Ante aquel carácter, en agravio del cual había evocado la señora Manno recuerdos de inocentes picardías escolares y la sombra de una monja que la adoraba, se hallaba ahora Laurana, a una luz atenuada por pesados cortinones, como conviene a una casa en luto. Por todas partes había señales de duelo —hasta los espejos estaban cubiertos con velos negros—, pero lo que más hablaba del luto era el retrato de Roscio, ampliado a tamaño natural por un fotógrafo de la capital, y tan lúgubremente retocado y enlutado en traje y corbata (pues en el concepto social y estético del fotógrafo todos los muertos cuya foto ampliaba estaban obligados, por su propia muerte, a ir de luto), tan forzado a torcer la boca con amargura y a mirar con ojos cansados y suplicantes, que a la luz de la lamparita que tenía delante parecía un cómico caracterizado de fantasma.
—No, nunca me lo decía —había contestado Luisa Roscio a la pregunta de si sabía adónde iría a cazar su marido—. Porque yo, la verdad, su pasión por la caza no la veía con buenos ojos, y tampoco me gustaba la pareja que se había echado… No es que supiera nada, entiéndame… Era como un presentimiento, una corazonada… ¡Y por desgracia la mala suerte me ha dado la razón! —Y con un suspiro de dolor, casi un gemido, se llevó el pañuelo a los ojos.
—Ha sido el destino, ¿y qué se puede hacer contra el destino? —la consoló la señora Laurana.

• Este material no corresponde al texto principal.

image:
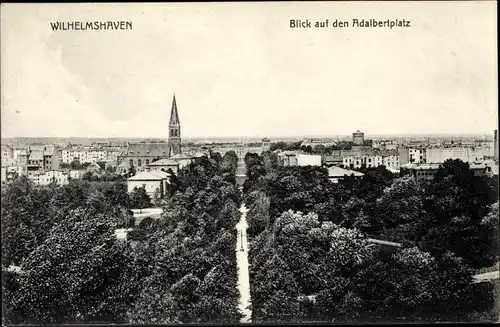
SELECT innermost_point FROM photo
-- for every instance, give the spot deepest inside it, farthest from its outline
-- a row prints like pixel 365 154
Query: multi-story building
pixel 7 153
pixel 141 154
pixel 295 158
pixel 241 150
pixel 495 144
pixel 427 171
pixel 417 155
pixel 287 158
pixel 53 176
pixel 441 154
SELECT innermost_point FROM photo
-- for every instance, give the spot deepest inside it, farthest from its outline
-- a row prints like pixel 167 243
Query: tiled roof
pixel 36 155
pixel 422 166
pixel 147 150
pixel 149 175
pixel 341 172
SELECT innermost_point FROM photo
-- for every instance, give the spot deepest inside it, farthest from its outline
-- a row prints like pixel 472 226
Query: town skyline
pixel 257 78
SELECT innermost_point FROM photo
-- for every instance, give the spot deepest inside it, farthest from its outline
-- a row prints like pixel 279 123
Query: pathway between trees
pixel 242 261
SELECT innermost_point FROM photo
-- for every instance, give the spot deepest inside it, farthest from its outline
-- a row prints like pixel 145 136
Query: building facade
pixel 358 138
pixel 140 155
pixel 174 134
pixel 151 181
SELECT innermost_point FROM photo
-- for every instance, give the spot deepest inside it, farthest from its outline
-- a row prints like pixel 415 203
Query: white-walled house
pixel 151 180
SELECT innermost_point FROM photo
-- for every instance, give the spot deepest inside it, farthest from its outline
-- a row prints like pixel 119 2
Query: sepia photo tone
pixel 267 162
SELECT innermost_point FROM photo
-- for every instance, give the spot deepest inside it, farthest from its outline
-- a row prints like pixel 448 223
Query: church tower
pixel 174 134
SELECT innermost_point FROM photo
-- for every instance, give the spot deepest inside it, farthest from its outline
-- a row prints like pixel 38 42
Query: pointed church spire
pixel 174 115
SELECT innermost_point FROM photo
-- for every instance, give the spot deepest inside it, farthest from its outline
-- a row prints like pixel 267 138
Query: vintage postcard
pixel 250 162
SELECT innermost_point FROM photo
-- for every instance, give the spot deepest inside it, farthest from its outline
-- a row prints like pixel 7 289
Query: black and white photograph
pixel 231 163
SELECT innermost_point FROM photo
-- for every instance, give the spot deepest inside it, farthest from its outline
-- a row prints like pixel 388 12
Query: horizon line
pixel 259 136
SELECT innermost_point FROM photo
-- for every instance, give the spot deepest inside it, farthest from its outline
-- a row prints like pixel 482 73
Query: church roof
pixel 181 156
pixel 174 115
pixel 147 150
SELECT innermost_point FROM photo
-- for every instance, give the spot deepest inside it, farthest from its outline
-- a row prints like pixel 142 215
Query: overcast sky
pixel 238 69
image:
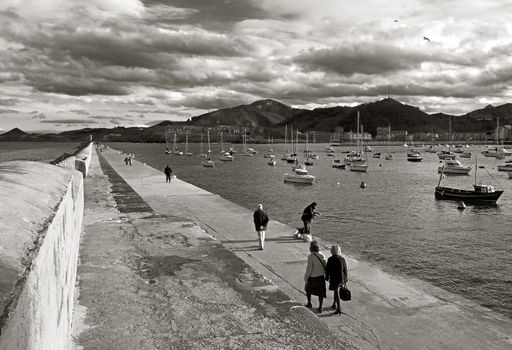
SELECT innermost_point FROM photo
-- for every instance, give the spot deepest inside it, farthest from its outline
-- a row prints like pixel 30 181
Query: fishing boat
pixel 167 150
pixel 299 175
pixel 480 193
pixel 454 167
pixel 414 156
pixel 208 162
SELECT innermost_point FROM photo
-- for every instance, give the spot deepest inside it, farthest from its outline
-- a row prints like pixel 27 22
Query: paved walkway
pixel 149 281
pixel 388 312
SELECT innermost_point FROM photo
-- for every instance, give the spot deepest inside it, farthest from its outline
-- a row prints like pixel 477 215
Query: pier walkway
pixel 387 312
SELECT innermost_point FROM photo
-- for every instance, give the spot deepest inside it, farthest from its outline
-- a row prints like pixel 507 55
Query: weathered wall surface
pixel 40 222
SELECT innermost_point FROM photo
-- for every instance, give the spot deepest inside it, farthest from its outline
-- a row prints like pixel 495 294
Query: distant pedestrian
pixel 260 224
pixel 168 172
pixel 337 275
pixel 307 215
pixel 314 276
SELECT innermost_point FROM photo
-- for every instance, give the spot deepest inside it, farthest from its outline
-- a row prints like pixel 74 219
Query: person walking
pixel 260 224
pixel 337 274
pixel 314 276
pixel 307 215
pixel 168 172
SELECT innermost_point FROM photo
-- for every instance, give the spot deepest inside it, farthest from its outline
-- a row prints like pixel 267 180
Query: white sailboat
pixel 175 150
pixel 389 156
pixel 359 163
pixel 187 152
pixel 208 162
pixel 167 150
pixel 224 156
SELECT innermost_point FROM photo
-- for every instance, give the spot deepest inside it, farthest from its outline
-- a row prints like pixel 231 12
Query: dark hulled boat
pixel 479 194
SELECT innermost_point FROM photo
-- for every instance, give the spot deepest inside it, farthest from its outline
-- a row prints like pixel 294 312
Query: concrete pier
pixel 387 312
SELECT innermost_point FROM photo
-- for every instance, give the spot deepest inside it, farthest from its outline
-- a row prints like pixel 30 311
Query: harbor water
pixel 395 221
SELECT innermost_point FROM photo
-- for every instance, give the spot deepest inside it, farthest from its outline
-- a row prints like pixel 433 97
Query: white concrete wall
pixel 40 223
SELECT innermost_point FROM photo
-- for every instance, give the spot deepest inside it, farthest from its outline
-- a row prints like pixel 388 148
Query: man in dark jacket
pixel 168 172
pixel 307 215
pixel 260 224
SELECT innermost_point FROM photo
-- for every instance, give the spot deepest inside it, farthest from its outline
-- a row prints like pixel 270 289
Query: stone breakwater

—Sí, el destino… Pero ¿qué quiere? Cuando pienso en lo tranquilos y felices que vivíamos, sin preocupaciones, sin problemas… Y ahora, Dios me perdone, estoy desesperada, desesperada… —Bajó la cabeza y rompió a llorar en silencio.
—No, no, no —desaprobó dulcemente la anciana—, nada de desesperar; encomiéndese usted a Dios, ofrézcale su dolor…

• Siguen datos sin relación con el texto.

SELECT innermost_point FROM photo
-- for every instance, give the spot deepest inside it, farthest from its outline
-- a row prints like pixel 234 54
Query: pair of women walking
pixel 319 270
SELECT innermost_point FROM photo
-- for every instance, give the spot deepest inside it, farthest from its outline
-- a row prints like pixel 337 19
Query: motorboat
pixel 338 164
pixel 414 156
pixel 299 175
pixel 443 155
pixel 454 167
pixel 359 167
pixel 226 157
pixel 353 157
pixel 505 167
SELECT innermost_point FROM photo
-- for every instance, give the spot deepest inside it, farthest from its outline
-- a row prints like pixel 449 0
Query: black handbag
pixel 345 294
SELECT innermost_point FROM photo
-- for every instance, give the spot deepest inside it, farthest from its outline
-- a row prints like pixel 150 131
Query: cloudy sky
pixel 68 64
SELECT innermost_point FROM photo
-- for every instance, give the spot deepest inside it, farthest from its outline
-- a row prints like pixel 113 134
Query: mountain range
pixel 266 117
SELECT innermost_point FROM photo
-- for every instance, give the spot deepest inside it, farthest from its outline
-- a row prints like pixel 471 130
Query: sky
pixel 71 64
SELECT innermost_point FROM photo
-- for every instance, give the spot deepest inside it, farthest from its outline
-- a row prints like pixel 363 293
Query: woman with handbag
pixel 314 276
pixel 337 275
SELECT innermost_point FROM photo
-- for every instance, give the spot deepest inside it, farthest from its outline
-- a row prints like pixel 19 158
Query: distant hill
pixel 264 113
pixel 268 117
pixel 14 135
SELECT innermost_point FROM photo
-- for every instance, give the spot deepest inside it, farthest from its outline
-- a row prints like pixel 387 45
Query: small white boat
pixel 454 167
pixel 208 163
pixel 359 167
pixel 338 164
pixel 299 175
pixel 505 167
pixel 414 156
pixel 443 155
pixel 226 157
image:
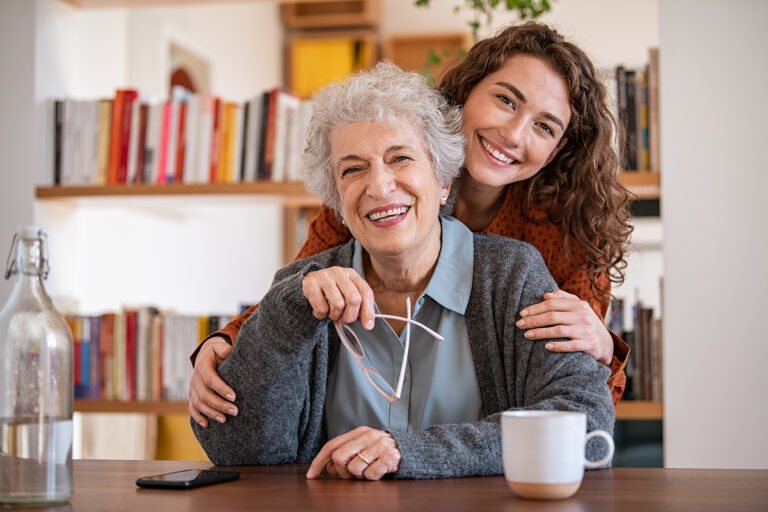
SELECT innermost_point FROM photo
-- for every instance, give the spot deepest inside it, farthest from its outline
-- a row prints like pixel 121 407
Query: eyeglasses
pixel 356 350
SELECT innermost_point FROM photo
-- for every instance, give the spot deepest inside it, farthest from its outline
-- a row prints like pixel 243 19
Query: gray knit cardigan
pixel 282 357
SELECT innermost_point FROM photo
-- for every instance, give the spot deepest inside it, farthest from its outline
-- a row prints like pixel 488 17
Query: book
pixel 654 136
pixel 161 176
pixel 261 169
pixel 641 113
pixel 252 137
pixel 58 120
pixel 132 158
pixel 215 140
pixel 105 124
pixel 141 145
pixel 129 99
pixel 204 134
pixel 191 142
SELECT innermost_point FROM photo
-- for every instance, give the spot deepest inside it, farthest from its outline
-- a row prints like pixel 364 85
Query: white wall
pixel 611 31
pixel 241 41
pixel 714 110
pixel 17 138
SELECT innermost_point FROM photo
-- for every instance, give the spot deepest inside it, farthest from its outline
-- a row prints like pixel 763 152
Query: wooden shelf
pixel 163 407
pixel 625 410
pixel 644 184
pixel 639 410
pixel 293 190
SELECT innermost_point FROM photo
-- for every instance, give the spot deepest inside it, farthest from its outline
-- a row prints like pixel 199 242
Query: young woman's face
pixel 514 120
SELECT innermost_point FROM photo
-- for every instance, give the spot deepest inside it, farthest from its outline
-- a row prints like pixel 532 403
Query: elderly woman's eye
pixel 349 170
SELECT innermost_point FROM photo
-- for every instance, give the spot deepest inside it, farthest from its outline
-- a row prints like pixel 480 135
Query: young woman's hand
pixel 339 294
pixel 363 453
pixel 206 388
pixel 564 315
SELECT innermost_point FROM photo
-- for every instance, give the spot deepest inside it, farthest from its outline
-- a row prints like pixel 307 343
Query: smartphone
pixel 187 479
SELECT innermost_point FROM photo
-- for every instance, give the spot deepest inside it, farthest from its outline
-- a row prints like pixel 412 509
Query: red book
pixel 180 143
pixel 78 358
pixel 215 135
pixel 269 147
pixel 165 135
pixel 130 353
pixel 129 98
pixel 114 136
pixel 141 146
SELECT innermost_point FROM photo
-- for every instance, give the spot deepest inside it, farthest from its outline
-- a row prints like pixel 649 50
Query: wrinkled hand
pixel 206 388
pixel 339 294
pixel 564 315
pixel 339 455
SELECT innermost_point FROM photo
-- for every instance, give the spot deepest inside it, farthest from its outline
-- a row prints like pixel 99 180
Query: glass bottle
pixel 36 382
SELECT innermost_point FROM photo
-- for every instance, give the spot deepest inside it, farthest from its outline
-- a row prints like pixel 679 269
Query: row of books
pixel 636 105
pixel 191 138
pixel 136 354
pixel 644 367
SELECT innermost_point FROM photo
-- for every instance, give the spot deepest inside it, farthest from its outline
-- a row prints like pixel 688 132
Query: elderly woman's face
pixel 390 197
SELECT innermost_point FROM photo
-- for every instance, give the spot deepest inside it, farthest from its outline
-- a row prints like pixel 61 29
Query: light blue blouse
pixel 440 383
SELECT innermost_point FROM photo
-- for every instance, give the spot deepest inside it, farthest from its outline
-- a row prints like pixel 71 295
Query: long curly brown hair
pixel 579 189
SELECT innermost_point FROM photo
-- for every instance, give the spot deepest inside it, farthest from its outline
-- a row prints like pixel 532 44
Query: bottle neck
pixel 28 269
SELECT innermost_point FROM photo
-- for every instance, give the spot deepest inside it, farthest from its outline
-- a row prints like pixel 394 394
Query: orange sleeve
pixel 325 231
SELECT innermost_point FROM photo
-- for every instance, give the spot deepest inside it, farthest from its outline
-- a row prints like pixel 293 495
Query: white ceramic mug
pixel 543 452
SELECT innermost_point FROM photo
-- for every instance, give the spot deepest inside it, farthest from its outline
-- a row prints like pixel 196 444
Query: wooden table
pixel 110 485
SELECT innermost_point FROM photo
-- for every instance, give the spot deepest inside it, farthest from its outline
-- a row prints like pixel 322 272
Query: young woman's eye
pixel 546 128
pixel 506 100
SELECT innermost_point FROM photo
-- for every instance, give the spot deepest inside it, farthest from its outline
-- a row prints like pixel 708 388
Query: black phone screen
pixel 187 479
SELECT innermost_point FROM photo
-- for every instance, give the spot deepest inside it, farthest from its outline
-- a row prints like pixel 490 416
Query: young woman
pixel 540 167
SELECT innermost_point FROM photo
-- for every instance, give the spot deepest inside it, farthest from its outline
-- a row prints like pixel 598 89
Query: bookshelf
pixel 628 410
pixel 641 183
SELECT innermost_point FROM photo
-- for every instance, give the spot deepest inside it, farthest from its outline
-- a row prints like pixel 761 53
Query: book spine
pixel 58 120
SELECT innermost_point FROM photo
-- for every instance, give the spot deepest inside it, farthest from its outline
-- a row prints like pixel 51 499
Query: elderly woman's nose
pixel 381 180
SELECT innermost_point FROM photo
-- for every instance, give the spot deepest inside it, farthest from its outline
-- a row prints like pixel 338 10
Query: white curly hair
pixel 384 93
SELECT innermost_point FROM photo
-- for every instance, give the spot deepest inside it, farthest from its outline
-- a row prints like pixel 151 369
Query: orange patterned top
pixel 326 231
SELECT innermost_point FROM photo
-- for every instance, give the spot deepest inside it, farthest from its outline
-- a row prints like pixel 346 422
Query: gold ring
pixel 364 459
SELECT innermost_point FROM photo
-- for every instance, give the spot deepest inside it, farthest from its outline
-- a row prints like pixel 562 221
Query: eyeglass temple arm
pixel 414 322
pixel 399 388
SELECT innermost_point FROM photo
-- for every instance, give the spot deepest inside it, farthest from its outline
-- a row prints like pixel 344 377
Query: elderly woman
pixel 391 397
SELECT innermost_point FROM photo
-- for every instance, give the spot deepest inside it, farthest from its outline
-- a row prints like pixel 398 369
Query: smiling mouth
pixel 390 214
pixel 495 153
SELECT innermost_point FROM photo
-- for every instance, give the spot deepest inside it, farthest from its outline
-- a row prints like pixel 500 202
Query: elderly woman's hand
pixel 339 294
pixel 364 453
pixel 564 315
pixel 206 388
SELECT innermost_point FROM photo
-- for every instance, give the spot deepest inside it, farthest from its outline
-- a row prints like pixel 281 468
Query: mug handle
pixel 608 439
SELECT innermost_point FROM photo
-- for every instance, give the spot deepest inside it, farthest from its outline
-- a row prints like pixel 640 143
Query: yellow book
pixel 315 62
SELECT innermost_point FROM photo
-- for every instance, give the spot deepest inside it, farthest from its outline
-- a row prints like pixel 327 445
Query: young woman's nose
pixel 381 180
pixel 513 131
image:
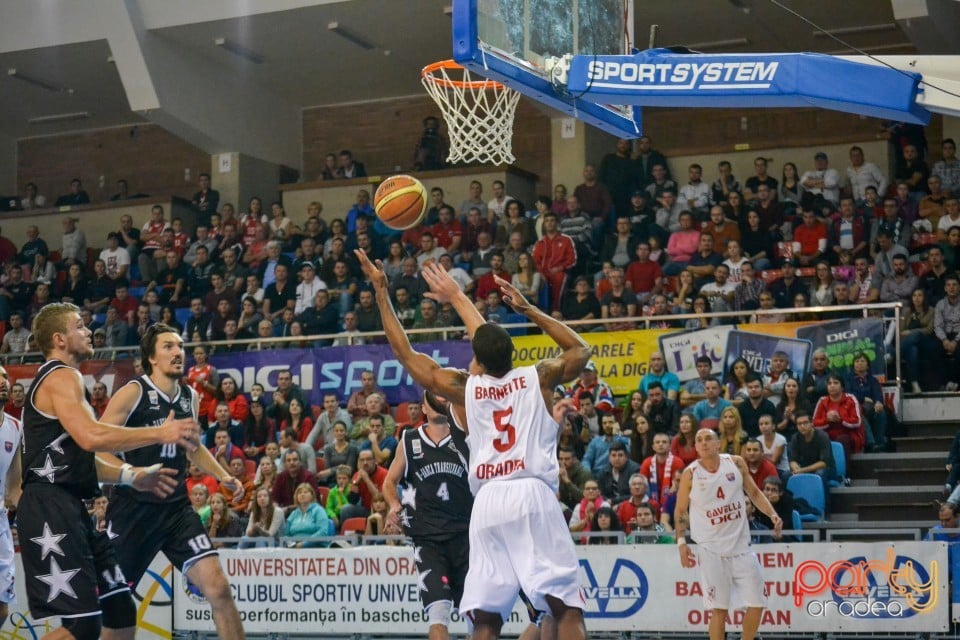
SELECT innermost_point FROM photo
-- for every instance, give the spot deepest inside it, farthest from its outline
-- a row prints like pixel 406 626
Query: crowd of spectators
pixel 630 241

—Al Corazón de Jesús; lo mismo me dice mi tío el arcipreste… ¿Ve qué preciosa imagen del Corazón de Jesús me ha traído? —Señaló el cuadro, que la anciana tenía detrás; la anciana se volvió, retiró la silla como si hasta ese momento hubiera cometido una irreverencia, mandó un beso a la imagen diciendo, como si lo saludara—: Sagrado Corazón de Jesús… —y añadió—: Precioso, precioso de verdad, ¡y qué mirada!

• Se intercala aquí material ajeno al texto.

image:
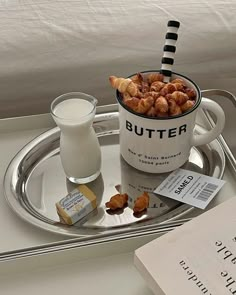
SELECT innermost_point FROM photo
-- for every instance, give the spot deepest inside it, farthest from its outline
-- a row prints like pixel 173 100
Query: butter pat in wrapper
pixel 76 205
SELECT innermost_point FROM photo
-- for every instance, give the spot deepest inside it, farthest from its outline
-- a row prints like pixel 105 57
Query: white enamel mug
pixel 159 145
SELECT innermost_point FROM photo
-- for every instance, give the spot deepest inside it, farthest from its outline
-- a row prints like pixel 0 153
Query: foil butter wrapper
pixel 76 205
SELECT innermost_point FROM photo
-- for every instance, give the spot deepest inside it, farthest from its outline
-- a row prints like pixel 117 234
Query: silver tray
pixel 35 181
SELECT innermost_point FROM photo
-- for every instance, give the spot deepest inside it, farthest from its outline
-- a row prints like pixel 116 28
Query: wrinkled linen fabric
pixel 51 47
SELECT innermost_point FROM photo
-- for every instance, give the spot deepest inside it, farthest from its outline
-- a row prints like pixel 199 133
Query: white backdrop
pixel 50 47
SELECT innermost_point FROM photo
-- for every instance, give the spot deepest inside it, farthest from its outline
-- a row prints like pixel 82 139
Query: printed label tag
pixel 190 187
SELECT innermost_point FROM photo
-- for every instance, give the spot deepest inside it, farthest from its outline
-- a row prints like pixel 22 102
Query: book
pixel 197 258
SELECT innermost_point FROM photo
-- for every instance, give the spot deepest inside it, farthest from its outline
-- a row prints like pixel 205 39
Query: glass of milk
pixel 79 147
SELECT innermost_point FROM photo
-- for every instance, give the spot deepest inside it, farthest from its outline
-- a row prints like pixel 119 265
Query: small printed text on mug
pixel 153 160
pixel 161 133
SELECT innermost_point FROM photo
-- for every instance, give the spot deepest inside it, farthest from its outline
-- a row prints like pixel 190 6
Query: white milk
pixel 79 147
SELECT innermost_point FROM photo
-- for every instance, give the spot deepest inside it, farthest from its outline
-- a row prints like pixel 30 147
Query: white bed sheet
pixel 50 47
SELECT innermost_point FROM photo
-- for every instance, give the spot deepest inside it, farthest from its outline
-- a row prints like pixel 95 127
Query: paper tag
pixel 190 187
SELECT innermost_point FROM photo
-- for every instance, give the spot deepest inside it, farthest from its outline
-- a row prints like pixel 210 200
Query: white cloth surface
pixel 50 47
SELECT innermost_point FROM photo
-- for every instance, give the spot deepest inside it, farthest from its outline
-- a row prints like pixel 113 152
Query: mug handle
pixel 201 139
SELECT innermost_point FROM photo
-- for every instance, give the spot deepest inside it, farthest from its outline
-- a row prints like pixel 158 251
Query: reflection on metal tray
pixel 35 181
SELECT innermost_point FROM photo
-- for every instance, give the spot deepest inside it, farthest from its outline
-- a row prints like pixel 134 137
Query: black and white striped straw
pixel 169 49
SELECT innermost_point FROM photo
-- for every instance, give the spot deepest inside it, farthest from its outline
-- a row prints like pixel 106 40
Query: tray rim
pixel 112 109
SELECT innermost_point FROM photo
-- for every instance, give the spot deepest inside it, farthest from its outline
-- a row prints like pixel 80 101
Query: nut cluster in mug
pixel 150 96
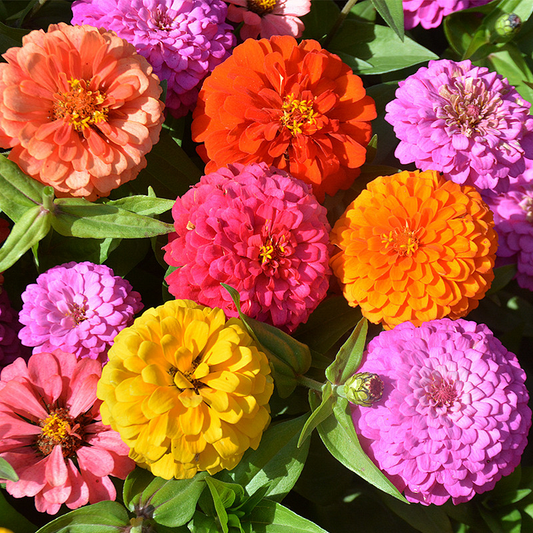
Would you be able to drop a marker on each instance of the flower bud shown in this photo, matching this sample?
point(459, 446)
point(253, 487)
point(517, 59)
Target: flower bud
point(363, 389)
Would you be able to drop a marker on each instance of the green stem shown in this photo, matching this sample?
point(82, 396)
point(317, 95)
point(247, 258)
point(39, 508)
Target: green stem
point(338, 23)
point(309, 383)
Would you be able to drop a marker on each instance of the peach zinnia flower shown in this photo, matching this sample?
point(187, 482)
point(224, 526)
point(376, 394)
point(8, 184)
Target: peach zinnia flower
point(296, 107)
point(415, 247)
point(79, 108)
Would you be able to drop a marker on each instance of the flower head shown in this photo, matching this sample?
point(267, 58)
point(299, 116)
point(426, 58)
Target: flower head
point(453, 418)
point(183, 40)
point(187, 390)
point(414, 247)
point(294, 106)
point(78, 307)
point(52, 435)
point(259, 230)
point(268, 17)
point(464, 121)
point(79, 108)
point(429, 13)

—Una mirada que consuela —reconoció la señora Luisa.
—¿Ve como el consuelo del Señor no le falta? —dijo la anciana en tono de sereno triunfo—. Y otras razones de consuelo, de esperanza, tampoco le faltan ni le faltarán: su hija, debe usted pensar también en su hija…
—Lo hago. Si no fuera por ella, no sé qué locura cometería.
—Y la niña —titubeando—, ¿sabe algo?
—No sabe nada, pobrecita mía, nada; le hemos dicho que papá se ha ido de viaje, que volverá…
—Pero al verla a usted de negro, ¿no pregunta por qué?, ¿no quiere saber?
—Nada. Al contrario, me ha dicho que estoy más guapa de negro y que me vista siempre así… —Con la diestra se llevó a la cara el pañuelo blanco a rayas negras y estalló en un llanto casi incontenible; con la izquierda tiró hacia abajo del borde de la falda, que enseguida, ante la mirada de Laurana, subió de nuevo más arriba de la rodilla. Y sollozando—: Y así será de verdad, siempre: siempre vestida de negro, siempre…
«Tiene razón la hija», pensó Laurana; hermosa mujer, y el negro le sentaba de maravilla; hermoso cuerpo: lleno, esbelto, un si es no es indolente, lánguido, relajado aun cuando más tensa estaba. Y la cara llena, aunque no llena como de mujer que ha superado los treinta, como de adolescente más bien, resplandecía con los ojos castaños, casi dorados, y con el destello de los dientes perfectos entre los labios gruesos. «Me gustaría verla sonreír»; pero desesperó de que tal milagro se produjese en aquella situación, con aquellas conversaciones a que su madre daba pie. Pero se produjo cuando hablaron del farmacéutico y de las infidelidades que ya todos le imputaban.
—No digo que no tuviera sus razones: la pobre Teresa Spanò no ha sido nunca una beldad. Fuimos juntas a la escuela, entonces ya era así, e incluso más fea. —Sonrió, luego se ensombreció de nuevo al decir—: Pero mi marido, ¿qué culpa tenía? —y siguió sollozando con el pañuelo en la boca.